Three-dimensional seismic velocity structure of Mauna Loa and Kilauea volcanoes in Hawaii from local seismic tomography

TitleThree-dimensional seismic velocity structure of Mauna Loa and Kilauea volcanoes in Hawaii from local seismic tomography
Publication TypeJournal Article
Year of Publication2014
AuthorsLin G.Q, Shearer PM, Matoza RS, Okubo P.G, Amelung F.

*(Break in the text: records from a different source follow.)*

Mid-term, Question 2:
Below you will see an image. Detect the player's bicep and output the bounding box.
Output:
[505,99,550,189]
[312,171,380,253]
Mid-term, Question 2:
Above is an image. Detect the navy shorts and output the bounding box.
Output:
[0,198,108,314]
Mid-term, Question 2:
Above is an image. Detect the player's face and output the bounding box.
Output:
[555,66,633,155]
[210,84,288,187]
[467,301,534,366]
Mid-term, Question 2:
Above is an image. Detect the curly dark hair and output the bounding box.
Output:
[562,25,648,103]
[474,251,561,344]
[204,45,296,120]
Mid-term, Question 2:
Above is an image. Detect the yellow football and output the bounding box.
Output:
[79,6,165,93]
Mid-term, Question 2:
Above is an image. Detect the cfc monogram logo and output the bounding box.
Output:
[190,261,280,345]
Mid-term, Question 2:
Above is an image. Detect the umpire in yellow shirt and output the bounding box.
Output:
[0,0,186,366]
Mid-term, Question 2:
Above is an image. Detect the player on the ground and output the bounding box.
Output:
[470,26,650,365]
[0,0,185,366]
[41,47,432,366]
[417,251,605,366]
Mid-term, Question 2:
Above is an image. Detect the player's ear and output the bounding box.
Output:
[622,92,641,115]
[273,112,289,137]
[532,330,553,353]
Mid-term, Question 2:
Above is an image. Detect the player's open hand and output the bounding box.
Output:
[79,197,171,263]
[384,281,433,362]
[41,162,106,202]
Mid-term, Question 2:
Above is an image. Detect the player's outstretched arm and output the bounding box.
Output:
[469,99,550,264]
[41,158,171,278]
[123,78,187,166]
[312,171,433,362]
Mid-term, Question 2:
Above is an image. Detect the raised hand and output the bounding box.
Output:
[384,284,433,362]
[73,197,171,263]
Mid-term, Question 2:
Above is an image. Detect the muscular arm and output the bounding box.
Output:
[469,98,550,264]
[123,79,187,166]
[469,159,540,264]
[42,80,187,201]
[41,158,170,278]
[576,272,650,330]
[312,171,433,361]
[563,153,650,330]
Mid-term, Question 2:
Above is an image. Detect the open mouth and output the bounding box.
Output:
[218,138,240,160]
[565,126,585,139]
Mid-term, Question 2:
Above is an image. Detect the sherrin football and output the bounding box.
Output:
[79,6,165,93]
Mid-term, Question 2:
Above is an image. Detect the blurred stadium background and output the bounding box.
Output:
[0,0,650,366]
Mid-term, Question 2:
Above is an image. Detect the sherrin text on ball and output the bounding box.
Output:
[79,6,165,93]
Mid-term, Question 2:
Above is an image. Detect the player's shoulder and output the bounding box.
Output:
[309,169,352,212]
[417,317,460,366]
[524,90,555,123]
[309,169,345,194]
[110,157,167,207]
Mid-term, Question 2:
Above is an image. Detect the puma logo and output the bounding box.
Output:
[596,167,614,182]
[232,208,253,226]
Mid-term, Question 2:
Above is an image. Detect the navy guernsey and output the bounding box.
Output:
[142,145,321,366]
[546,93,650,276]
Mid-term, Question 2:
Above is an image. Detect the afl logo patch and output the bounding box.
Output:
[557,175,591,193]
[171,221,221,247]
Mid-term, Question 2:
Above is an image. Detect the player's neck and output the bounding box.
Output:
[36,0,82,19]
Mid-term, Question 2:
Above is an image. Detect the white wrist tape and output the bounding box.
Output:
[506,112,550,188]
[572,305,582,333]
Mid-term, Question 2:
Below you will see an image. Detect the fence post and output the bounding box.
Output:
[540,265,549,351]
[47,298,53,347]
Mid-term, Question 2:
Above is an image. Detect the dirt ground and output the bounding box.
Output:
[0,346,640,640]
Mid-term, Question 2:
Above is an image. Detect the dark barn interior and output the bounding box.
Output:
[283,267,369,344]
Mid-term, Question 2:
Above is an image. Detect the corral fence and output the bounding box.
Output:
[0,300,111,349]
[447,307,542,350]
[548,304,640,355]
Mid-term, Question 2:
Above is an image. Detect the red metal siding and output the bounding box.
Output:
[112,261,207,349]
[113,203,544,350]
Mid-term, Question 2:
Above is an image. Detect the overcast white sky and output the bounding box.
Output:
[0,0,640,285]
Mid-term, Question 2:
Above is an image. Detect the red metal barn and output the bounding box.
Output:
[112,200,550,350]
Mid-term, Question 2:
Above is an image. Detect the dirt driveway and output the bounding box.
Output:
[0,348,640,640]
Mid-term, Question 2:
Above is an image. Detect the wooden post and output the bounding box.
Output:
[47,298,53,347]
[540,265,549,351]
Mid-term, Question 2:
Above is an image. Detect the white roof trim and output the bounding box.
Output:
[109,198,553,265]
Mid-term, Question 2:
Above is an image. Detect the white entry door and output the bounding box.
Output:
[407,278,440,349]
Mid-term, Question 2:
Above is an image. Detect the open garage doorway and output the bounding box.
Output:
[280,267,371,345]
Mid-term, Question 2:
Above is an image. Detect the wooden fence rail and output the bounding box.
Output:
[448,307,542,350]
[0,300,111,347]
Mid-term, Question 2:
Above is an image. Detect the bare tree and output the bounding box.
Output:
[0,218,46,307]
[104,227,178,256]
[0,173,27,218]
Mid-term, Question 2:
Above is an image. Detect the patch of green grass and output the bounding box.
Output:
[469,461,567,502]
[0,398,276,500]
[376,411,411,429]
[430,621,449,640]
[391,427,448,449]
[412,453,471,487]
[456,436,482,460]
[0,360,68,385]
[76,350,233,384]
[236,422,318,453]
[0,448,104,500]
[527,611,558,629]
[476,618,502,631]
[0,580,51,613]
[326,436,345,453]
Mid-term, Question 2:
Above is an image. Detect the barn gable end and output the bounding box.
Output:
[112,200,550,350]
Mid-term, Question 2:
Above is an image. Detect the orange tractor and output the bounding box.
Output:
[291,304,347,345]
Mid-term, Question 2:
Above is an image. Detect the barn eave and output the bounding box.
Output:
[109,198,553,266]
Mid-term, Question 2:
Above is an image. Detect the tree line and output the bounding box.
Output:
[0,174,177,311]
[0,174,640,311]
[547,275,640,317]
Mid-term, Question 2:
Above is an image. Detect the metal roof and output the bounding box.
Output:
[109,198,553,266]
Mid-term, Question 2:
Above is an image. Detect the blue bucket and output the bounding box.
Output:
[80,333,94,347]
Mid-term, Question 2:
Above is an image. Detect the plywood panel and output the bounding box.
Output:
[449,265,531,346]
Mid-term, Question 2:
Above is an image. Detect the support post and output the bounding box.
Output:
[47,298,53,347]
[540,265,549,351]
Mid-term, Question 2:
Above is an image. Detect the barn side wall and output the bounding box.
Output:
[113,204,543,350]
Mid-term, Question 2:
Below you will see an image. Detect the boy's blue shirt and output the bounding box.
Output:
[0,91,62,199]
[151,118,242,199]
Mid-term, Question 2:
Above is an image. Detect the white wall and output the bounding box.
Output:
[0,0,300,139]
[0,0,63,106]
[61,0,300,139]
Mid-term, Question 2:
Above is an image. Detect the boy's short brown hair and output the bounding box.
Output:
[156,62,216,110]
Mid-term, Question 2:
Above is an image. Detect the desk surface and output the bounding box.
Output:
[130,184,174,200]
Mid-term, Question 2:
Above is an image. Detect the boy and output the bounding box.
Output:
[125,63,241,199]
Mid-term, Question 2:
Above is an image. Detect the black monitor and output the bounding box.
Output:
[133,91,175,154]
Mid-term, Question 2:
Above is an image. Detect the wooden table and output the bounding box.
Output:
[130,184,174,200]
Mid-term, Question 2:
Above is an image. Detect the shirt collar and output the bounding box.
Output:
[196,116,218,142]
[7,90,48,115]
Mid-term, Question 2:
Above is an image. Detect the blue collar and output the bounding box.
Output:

JournalJournal of Geophysical Research-Solid Earth
Volume119
Pagination4377-4392
Date Published2014/05
Type of ArticleArticle
ISBN Number2169-9313
Accession NumberWOS:000338009800023
Keywordsbeneath; california; crustal structure; deformation; east rift-zone; mantle; p-velocity; refraction measurements; relocation; south flank
Abstract

We present a new three-dimensional seismic velocity model of the crustal and upper mantle structure for Mauna Loa and Kilauea volcanoes in Hawaii. Our model is derived from the first-arrival times of the compressional and shear waves from about 53,000 events on and near the Island of Hawaii between 1992 and 2009 recorded by the Hawaiian Volcano Observatory stations. The V-p model generally agrees with previous studies, showing high-velocity anomalies near the calderas and rift zones and low-velocity anomalies in the fault systems. The most significant difference from previous models is in V-p/V-s structure. The high-V-p and high-V-p/V-s anomalies below Mauna Loa caldera are interpreted as mafic magmatic cumulates. The observed low-V-p and high-V-p/V-s bodies in the Kaoiki seismic zone between 5 and 15 km depth are attributed to the underlying volcaniclastic sediments. The high-V-p and moderate- to low-V-p/V-s anomalies beneath Kilauea caldera can be explained by a combination of different mafic compositions, likely to be olivine-rich gabbro and dunite. The systematically low-V-p and low-V-p/V-s bodies in the southeast flank of Kilauea may be caused by the presence of volatiles. Another difference between this study and previous ones is the improved V-p model resolution in deeper layers, owing to the inclusion of events with large epicentral distances. The new velocity model is used to relocate the seismicity of Mauna Loa and Kilauea for improved absolute locations and ultimately to develop a high-precision earthquake catalog using waveform cross-correlation data.